I gave her as good an account as I could of our acquirements.
"Why! You are real paragons—I must have you with me, while I am here—I positively must, indeed—nothing takes like a new face, and your conventual simplicity is truly charming. It will never do for you to be buried at Highbeck Hall, with those old frights, each more absurd than the other. I must write to your father, Miss Amabel Leighton."
This was the first time I ever heard the title of Miss, which was just then coming into fashion.
"The ladies you speak of are my aunts, madame," said Amabel, with some dignity.
"That does not hinder their being old frights, child. Oh! You must not mind me, I say I think of every one. Well, here we are at home. I must introduce you to my poor old Sir John; he is not so old either, but a sad invalid, poor man."
We had driven into a paved court, and now alighted at the door of the handsomest mansion I had yet seen.
Lady Throckmorton led us through a grand hall, up a fine oak staircase, which reminded me of the great staircase at St. Jean, and into her own dressing-room; which was a rather small apartment, so crowded with all kinds of nick-nacks, that it was hard to move without knocking down a china mandarin, or a shepherdess, or upsetting a potpourri. The air was heavily laden with scents, as that of Mrs. Thorpe's shop. The windows were hung with rich draperies, and another curtain was looped over a door, which opened into a richly furnished bed-chamber. One of the most noticeable things in the room, was a finely painted portrait of a gentleman, surrounded by a wreath of white roses, so beautifully made, that at first I thought them real, and wondered where they came from.
"This is my den," said Lady Throckmorton. "I told Sir John I positively could not stay in this horrible old pile of bricks unless he would allow me to fit up two or three rooms to suit my own taste. He is a good-natured creature, and so, though he worships his hideous old chairs and tables as if they were veritable household gods, he gave me leave to do what I liked with these rooms, and a withdrawing-room down stairs. What do you think of the general effect, eh?"

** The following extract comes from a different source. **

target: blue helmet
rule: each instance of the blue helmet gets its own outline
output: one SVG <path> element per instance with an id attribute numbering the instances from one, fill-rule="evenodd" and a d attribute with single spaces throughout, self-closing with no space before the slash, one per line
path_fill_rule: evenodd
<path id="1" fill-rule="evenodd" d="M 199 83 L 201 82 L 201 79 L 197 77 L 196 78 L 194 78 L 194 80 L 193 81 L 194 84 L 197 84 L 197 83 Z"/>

She evidently expected us to be quite dazzled with all her splendor, and I indeed was so, though all the time I was conscious of a certain something which pained the eye. Amabel answered that we had seen so little of such things, that we were hardly good judges. My lady was evidently a little nettled by her coolness, and began to display one fine bit of china and gilding after another, till the entrance of her waiting-woman interrupted the lecture.
"Tea is ready, my lady," said the Abigail, as it was then the fashion to call these personages, "and Captain Lovelace and some other gentlemen are in the drawing-room."